The FBI has declined to provide Wall Street On Parade with the official FBI report on the matter, even though the investigation is now closed. Comey has indicated that Clinton was not put under oath nor did she have her testimony recorded when she was interviewed by FBI agents who were conducting a criminal investigation into the matter.


Comment: Sloppy or planned?


Over the past week, multiple newspaper opinion writers have weighed in on FBI Director James Comey's failure to recommend criminal charges in Hillary Clinton's blatant violations of the Federal Records Act and egregious mishandling of above Top Secret government records. While serving as Secretary of State, and without State Department approval, Clinton outsourced the transmittal and storage of the classified records from the safety of U.S. government control to a private server in the basement of her New York home, and later to a private firm, Platte River Networks, which was overseen by people lacking the proper security clearance. Clinton's private server was also backed up by a madcap group of lip-syncing 20-somethings at Datto, Inc., who also lacked the requisite security clearances.

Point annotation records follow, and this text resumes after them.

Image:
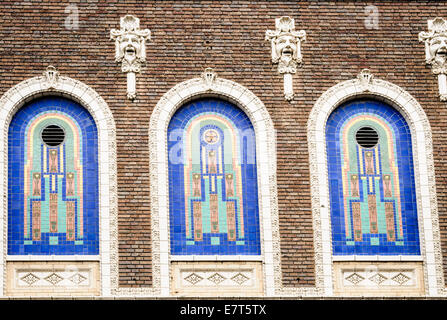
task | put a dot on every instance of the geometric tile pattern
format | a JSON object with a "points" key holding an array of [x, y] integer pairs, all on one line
{"points": [[222, 278], [44, 278], [372, 188], [53, 190], [212, 180]]}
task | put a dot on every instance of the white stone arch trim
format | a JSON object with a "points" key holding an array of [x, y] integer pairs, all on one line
{"points": [[367, 86], [209, 85], [50, 83]]}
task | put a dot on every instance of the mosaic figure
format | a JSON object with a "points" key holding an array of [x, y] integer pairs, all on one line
{"points": [[55, 167], [218, 169]]}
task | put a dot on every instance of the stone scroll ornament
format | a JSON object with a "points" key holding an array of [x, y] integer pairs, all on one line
{"points": [[436, 51], [286, 50], [130, 49]]}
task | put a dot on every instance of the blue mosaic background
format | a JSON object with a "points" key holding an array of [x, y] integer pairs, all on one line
{"points": [[16, 151], [406, 178], [178, 239]]}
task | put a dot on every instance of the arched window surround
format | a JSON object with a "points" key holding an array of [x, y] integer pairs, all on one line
{"points": [[366, 86], [211, 86], [50, 83]]}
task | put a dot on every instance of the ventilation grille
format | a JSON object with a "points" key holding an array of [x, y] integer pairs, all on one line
{"points": [[367, 137], [53, 135]]}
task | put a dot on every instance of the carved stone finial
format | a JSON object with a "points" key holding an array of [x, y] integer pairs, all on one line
{"points": [[130, 49], [436, 51], [50, 77], [286, 50], [208, 77], [365, 77]]}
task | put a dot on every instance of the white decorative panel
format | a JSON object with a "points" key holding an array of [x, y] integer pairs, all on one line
{"points": [[378, 278], [217, 278], [57, 278]]}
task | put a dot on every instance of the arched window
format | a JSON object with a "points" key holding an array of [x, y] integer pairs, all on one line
{"points": [[212, 181], [53, 180], [371, 181]]}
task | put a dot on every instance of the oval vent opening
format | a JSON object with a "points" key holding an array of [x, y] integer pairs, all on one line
{"points": [[367, 137], [53, 135]]}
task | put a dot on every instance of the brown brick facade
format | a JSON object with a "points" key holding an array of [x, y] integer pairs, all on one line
{"points": [[187, 37]]}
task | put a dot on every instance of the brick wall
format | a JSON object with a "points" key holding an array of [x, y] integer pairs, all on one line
{"points": [[189, 36]]}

Comey testified to the House Oversight committee that "more than two, less than 10" people without security clearance had access to Clinton's server. Based on Platte River employing approximately 30 people and Datto, Inc. employing approximately 15 employees (based on the video linked above), there would appear to be far more than ten people who might have gained access to the records. That doesn't include the secretaries, attorneys and photocopy room staff who may have had access to the documents at the law firm Williams & Connelly after Clinton handed over 60,000 emails on a tiny thumb drive to her lawyers there. Comey testified under oath at the House Oversight hearing (see video below) that these lawyers did not have the proper security clearances to view the documents.

How dangerous was the classified material contained in the emails that Clinton outsourced from government hands to private, non-secure hands? On June 8 of this year, the Associated Press reported that when the State Department released batches of Clinton's emails to the public with notations to explain why some material was redacted, "at least 47 of the emails contain the notation 'B3 CIA PERS/ORG,' which indicates the material referred to CIA personnel or matters related to the agency." This designation strongly suggests that Clinton may have revealed CIA assets and identities over a non-secure server.

Despite Hillary Clinton's repeated public statements that none of her emails contained classified material at the time they were sent or received, Comey announced at his press conference on July 5 that among the 30,000 emails that David Kendall had turned over to the State Department, eight email chains "contained information that was Top Secret at the time they were sent; 36 chains contained Secret information at the time."